According to the Bureau of Labor Statistics, the country’s unemployment rate dropped to 3.5% in fall 2019 — the lowest rate in about 50 years, since December 1969.
No evidence showed Trump or his administrations fiscal or regulatory policies caused the 50-year low. Rather, the unemployment rate was steadily declining as part of the country’s overall recovery from the Great Recession before he took office.
The American economy expanded an annualized 6.9% on quarter in Q4 2021, much higher than 2.3% in Q3 and well above forecasts of 5.5%. It is the strongest GDP growth in five quarters with the biggest upward contribution coming from private inventories (4.9 percentage points), namely motor vehicle dealers as companies had been drawing down stocks since the beginning of 2021. Personal consumption increased 3.3%, pushed higher by a 4.7% surge in services spending, namely health care, recreation, and transportation.
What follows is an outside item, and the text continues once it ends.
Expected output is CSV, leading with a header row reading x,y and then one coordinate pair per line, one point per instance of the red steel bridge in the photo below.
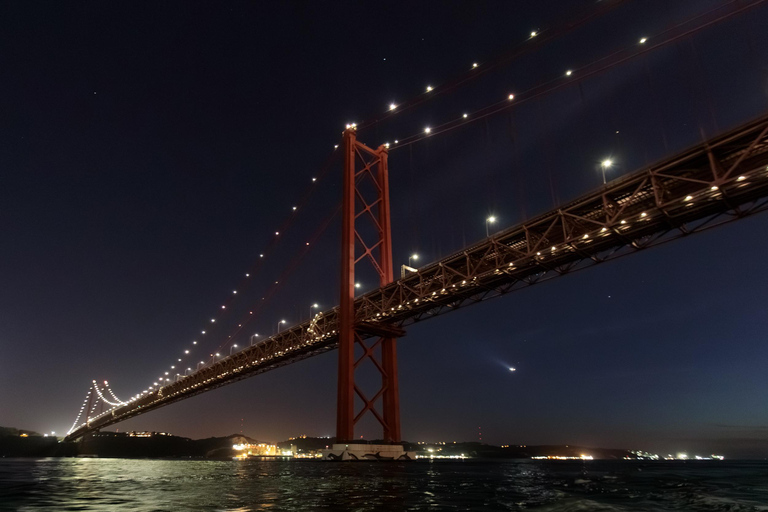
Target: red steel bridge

Fixed investment rebounded by 1.3%, led by intellectual property products that was partly offset by a decrease in structures. Residential investment however, continued to decline and was down 0.8%. Meanwhile, net trade made no contribution to growth as exports jumped 24.5% led by consumer goods, industrial supplies, foods, and travel; and imports went up 17.7%. Considering full 2021, the economy advanced 5.7%, the most since 1984. Under Trump, never broke 3% in the first three years, until it plummeted 36% from January to July 2020! The Trump Economic Miracle.
There was no Trump Economic Miracle! Just the greatest loss of jobs in 4 years since Hoover, record deficits and the rich getting richer as the billionaire class exploded.